Дедушка из кустов ивняка принес закопченный котелок и две жестяные банки, служившие стаканами.
- Целы мои припасы, - сказал дедушка. - Я здесь рыбачу.
Я так проголодался, что не мог спокойно сидеть возле огня, а часто заглядывал в котелок, словно хотел поторопить воду, чтобы она быстрее закипела. Наконец, от дна поднялись пузыри, вода стала с мелодичным шумом бурлить. Дедушка бросил в нее щепотку-две какой-то душистой травы, и мы расположились на траве, под кустами. Я кушал быстро, даже с жадностью, но слушал журчание воды на отмелях и смотрел на сопки и небо. Мое сердце было наполнено чувством счастья и покоя.
Дедушка кушал неспешно и о чем-то длинно говорил; только одну его фразу я запомнил:
- Много ли, внук, человеку надо? Пустяк! Эх, если бы раньше мне понять.
Что-то горестное слышалось мне в его тихом голосе; но я тогда был еще так мал, что не мог серьезно задуматься над его словами.

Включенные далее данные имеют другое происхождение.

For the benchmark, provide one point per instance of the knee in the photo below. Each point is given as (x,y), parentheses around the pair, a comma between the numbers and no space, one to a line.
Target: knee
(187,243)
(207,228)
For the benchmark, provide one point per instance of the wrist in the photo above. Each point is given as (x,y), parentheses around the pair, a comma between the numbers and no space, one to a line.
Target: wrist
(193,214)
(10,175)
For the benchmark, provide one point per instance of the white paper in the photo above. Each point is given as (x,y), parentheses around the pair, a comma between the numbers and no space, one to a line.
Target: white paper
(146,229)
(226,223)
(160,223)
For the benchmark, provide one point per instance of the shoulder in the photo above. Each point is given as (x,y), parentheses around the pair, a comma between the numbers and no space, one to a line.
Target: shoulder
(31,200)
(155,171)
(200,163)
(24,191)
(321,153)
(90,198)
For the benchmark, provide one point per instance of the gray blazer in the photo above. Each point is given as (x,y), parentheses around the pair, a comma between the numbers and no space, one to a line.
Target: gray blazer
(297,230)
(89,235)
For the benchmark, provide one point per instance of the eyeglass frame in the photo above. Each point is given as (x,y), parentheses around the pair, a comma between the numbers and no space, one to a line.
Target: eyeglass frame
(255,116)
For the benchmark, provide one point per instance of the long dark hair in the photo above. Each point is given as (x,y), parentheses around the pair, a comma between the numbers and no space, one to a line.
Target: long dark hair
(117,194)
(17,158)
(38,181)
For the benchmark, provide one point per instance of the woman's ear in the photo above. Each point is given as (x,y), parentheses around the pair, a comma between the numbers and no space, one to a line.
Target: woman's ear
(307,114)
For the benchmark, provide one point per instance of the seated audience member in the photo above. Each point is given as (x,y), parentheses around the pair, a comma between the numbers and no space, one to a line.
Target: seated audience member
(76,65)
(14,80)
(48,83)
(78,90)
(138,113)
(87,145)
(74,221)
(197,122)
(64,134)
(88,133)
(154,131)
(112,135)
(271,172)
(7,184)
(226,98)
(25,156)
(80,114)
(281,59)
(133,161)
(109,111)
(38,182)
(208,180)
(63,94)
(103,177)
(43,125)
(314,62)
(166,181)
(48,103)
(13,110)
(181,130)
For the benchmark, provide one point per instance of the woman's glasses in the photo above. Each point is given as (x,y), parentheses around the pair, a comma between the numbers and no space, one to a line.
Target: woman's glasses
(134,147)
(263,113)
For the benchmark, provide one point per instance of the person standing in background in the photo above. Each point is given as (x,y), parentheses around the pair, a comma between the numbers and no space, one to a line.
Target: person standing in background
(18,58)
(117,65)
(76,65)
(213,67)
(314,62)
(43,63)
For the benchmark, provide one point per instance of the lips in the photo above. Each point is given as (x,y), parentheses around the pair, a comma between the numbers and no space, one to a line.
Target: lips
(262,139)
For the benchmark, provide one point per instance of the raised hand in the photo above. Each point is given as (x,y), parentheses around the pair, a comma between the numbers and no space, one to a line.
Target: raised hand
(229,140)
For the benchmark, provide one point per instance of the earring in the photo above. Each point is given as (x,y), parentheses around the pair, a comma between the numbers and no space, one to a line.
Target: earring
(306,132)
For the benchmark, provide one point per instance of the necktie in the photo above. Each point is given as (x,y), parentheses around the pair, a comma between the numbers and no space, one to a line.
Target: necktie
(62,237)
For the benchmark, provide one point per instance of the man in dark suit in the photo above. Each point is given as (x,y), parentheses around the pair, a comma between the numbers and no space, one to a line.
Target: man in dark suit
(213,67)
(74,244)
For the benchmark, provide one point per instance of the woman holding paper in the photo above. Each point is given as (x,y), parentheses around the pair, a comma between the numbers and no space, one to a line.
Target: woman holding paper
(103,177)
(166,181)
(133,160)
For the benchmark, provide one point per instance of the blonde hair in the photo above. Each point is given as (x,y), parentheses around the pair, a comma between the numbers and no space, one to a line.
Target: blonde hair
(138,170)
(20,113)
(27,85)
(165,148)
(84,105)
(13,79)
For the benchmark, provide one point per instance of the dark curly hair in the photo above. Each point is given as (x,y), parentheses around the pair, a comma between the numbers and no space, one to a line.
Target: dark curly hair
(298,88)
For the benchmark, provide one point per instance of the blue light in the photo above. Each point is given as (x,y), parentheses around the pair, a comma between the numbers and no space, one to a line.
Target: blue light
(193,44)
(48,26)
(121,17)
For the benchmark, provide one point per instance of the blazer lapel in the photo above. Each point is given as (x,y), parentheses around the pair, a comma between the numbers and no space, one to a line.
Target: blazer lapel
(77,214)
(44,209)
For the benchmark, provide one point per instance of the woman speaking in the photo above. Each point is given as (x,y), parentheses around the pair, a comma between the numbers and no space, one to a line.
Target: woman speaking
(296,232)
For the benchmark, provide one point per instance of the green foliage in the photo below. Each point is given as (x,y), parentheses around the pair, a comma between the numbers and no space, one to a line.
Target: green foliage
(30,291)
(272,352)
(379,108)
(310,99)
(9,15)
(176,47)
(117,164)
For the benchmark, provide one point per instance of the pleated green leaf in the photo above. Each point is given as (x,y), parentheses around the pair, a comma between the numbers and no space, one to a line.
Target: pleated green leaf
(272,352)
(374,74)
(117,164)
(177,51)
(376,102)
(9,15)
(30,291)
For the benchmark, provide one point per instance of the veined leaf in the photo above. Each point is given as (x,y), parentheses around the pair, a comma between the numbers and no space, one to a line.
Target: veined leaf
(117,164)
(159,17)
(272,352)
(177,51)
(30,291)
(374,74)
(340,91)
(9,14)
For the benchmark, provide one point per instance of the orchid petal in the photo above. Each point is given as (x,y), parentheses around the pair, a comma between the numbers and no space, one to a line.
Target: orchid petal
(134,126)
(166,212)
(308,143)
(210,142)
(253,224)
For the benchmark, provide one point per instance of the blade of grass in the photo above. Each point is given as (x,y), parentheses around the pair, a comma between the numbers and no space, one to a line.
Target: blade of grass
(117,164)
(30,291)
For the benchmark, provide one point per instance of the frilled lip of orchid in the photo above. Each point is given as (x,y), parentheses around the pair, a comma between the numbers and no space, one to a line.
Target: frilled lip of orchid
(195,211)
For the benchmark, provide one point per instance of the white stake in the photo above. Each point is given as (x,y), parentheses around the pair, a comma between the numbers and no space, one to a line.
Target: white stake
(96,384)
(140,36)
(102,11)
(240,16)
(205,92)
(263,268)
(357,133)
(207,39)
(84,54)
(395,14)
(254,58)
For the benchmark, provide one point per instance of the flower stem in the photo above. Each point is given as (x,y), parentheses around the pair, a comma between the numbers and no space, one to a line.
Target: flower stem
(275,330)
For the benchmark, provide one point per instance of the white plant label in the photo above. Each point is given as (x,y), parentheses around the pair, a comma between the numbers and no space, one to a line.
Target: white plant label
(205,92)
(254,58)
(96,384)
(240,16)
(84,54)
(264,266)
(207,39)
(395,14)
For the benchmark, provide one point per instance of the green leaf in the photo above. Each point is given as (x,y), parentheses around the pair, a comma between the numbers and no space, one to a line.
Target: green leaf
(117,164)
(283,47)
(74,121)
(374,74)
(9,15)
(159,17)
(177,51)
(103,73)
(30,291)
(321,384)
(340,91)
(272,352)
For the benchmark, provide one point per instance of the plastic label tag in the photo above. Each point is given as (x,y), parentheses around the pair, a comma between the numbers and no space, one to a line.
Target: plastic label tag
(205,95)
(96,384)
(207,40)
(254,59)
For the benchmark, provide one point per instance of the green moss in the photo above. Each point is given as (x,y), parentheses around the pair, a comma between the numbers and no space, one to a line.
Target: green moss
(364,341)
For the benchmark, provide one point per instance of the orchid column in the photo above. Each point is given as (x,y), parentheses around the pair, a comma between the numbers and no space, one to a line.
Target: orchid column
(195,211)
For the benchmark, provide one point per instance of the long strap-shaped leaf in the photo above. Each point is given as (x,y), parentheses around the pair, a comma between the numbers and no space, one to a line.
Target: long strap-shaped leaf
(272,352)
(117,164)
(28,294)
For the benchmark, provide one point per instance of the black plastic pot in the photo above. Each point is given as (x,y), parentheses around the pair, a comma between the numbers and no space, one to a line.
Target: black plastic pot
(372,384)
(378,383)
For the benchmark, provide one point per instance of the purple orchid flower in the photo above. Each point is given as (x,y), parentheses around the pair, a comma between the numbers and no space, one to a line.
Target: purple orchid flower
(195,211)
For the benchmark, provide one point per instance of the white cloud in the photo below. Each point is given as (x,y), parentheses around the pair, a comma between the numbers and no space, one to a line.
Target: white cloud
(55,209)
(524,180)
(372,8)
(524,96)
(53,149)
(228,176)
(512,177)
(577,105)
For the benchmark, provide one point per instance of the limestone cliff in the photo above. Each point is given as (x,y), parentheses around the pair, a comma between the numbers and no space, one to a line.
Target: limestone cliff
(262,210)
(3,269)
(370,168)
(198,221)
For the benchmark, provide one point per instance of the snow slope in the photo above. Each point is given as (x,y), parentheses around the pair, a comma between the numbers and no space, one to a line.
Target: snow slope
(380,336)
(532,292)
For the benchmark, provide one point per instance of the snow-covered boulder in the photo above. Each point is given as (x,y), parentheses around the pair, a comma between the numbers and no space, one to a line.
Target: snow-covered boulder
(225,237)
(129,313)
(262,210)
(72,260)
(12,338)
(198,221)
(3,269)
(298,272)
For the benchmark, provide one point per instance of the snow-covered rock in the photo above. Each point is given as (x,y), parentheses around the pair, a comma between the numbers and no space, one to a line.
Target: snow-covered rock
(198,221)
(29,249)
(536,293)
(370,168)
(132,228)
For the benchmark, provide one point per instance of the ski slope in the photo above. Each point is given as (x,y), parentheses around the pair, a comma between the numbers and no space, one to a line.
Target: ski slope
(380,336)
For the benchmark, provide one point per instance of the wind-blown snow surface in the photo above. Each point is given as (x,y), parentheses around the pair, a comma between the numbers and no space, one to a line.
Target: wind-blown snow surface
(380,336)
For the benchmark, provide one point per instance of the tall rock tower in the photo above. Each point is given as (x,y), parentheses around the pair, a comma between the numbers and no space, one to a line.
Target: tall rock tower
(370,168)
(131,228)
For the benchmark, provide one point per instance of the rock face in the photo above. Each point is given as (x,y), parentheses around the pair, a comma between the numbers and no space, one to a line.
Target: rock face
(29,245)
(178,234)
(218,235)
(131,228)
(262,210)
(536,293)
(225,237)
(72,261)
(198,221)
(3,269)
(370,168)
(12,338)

Потом мы снова шли, но - куда? Ясно не помню, скорее всего, домой, в Весну. Вот, собственно, и все!
* * * * *
Да, все. Плохой я литератор: нет в моем произведении ни завязки, ни развязки! Но тот день живет в моем сердце уже не один год, к чему-то зовет, заставляет думать, останавливаться, чего-то ждать и во что-то верить.
Да, я жалею, что редко находился рядом с дедушкой; только на летние и зимние каникулы приезжал в Весну. И однажды приехал для того, чтобы похоронить дедушку.